= Laurence R. Horn =

American linguist (born 1945)

Laurence Robert Horn (born 1945) is an American linguist. He is professor emeritus of linguistics in the department of linguistics at Yale University with specialties in pragmatics and semantics. He received his doctorate in 1972 from UCLA and formerly served as director of undergraduate studies, director of graduate studies, and chair of Yale's department of linguistics. In 2021, he served as president of the Linguistic Society of America.

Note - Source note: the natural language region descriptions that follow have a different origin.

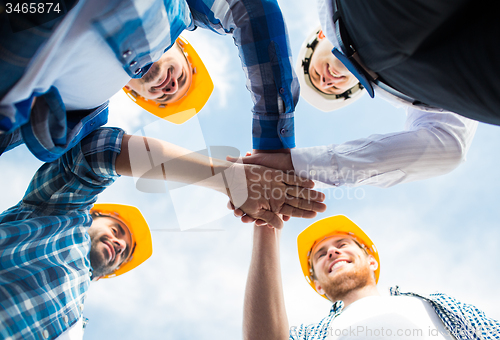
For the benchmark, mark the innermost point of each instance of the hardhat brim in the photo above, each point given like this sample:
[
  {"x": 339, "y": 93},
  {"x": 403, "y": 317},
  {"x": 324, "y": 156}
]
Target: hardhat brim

Horn's primary research program lies in classical logic, lexical semantics, and neo-Gricean pragmatic theory. He mainly focused on the exploration of natural language negation and its relation to other operators.
His work in pragmatics, in particular his innovation in the theory of scalar implicature, is widely influential. He is one of the group known as radical pragmaticists in the 1970s (along with Jerrold Sadock and others) and is a veteran of the linguistics wars over generative semantics. The Horn scales are named after him (a pragmatically determined scale over which Gricean generalized conversational implicatures can be calculated). His 1989 book, A natural history of negation, is widely considered to be a masterpiece; in it, he lays out all the major topics concerning negation since Aristotle, and touches on negative polarity as well. Notable is his use of Aristotelian notions such as the Square of Oppositions, and syllogistic logic in a modern semantic/pragmatic setting.

==Publications==
- Horn, Laurence R. (1984). "Meaning, Form, and Use in Context: Linguistic Applications"
- Horn, Laurence R., A Natural History of Negation, 1989; 2nd edn. 2001.
- Horn, Laurence R./ Ward, Gregory L., Handbook of Pragmatics, 2004.
- Kecskes, Istvan/ Horn, Laurence R., Explorations in Pragmatics, 2007.
- Horn, Laurence R., The Expression of Negation, 2010.